Data Analytics Module
Lecturer: Hans van der Zwan
Research wk 04
Topic: linear regression Type: individual assignment
Dutch healthcare costs (3)
The objective of this research assignment is to identify healthcare costs determinants in the Netherlands, e.g. factors that influence healthcare costs.
There is a lot of research about healthcare costs determinants.
Download the file with Dutch reimbursed healthcare costs per municipality in 2018: vektis2018_extended.xlsx.
Draw a random sample of 100 observations from this data set.
- Create a correlation matrix with the numerical variables in the data set. Which variable has the highest correlation with COSTS_PER_INSURED_YEAR?
- Comment on what can be seen in the correlation matrix.
- MODEL1: Generate a linear regression model with COSTS_PER_INSURED_YEAR as response variable (Y-variable) and AGE_AVERAGE as explanatory variable (X-variable).
- MODEL2: Generate a linear regression model with COSTS_PER_INSURED_YEAR as response variable (Y-variable) and AGE_MEDIAN as explanatory variable (X-variable).

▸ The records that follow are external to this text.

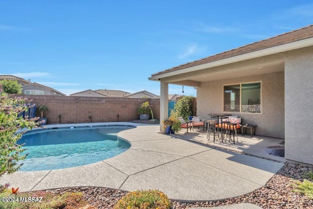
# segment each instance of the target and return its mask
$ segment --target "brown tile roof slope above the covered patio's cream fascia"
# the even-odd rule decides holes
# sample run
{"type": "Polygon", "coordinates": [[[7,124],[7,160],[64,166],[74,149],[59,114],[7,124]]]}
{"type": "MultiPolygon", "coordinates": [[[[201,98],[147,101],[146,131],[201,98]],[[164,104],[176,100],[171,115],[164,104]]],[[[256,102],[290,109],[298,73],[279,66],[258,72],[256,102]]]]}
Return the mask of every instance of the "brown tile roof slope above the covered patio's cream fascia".
{"type": "Polygon", "coordinates": [[[258,51],[258,50],[270,48],[273,46],[284,45],[284,44],[288,44],[291,42],[296,42],[296,41],[300,41],[300,40],[304,40],[304,39],[308,39],[312,37],[313,37],[313,25],[309,25],[304,28],[300,28],[297,30],[290,31],[288,33],[274,36],[272,38],[268,38],[266,40],[255,42],[246,46],[241,46],[239,48],[235,48],[229,51],[224,51],[222,53],[209,56],[200,60],[195,60],[193,62],[186,63],[186,64],[183,64],[183,65],[171,68],[171,69],[159,71],[157,73],[152,74],[152,76],[156,76],[159,74],[164,74],[164,73],[172,72],[176,70],[186,69],[186,68],[190,68],[190,67],[194,67],[194,66],[198,66],[198,65],[218,61],[218,60],[223,60],[229,57],[234,57],[234,56],[250,53],[253,51],[258,51]]]}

- Compare MODEL1 with MODEL2; which model is the most usefull to explain the variation in the COSTS_PER_INSURED_YEAR for the different municipalities.
- MODEL3: Generate a multiple linear regression model with COSTS_PER_INSURED_YEAR as response variable (Y-variable) and a couple of explanatory variables; use the correlation matrix for making a selection of features (explanatory variables) in the model.
Linear regression
Search for a dataset with a couple of variables.
The dataset must contain one variable which can be used as response variable and one or more explanatory variables.
Generate a regression model. Assess the model. Give an interpretation of the coefficient(s) of the explanatory variable(s) in the model.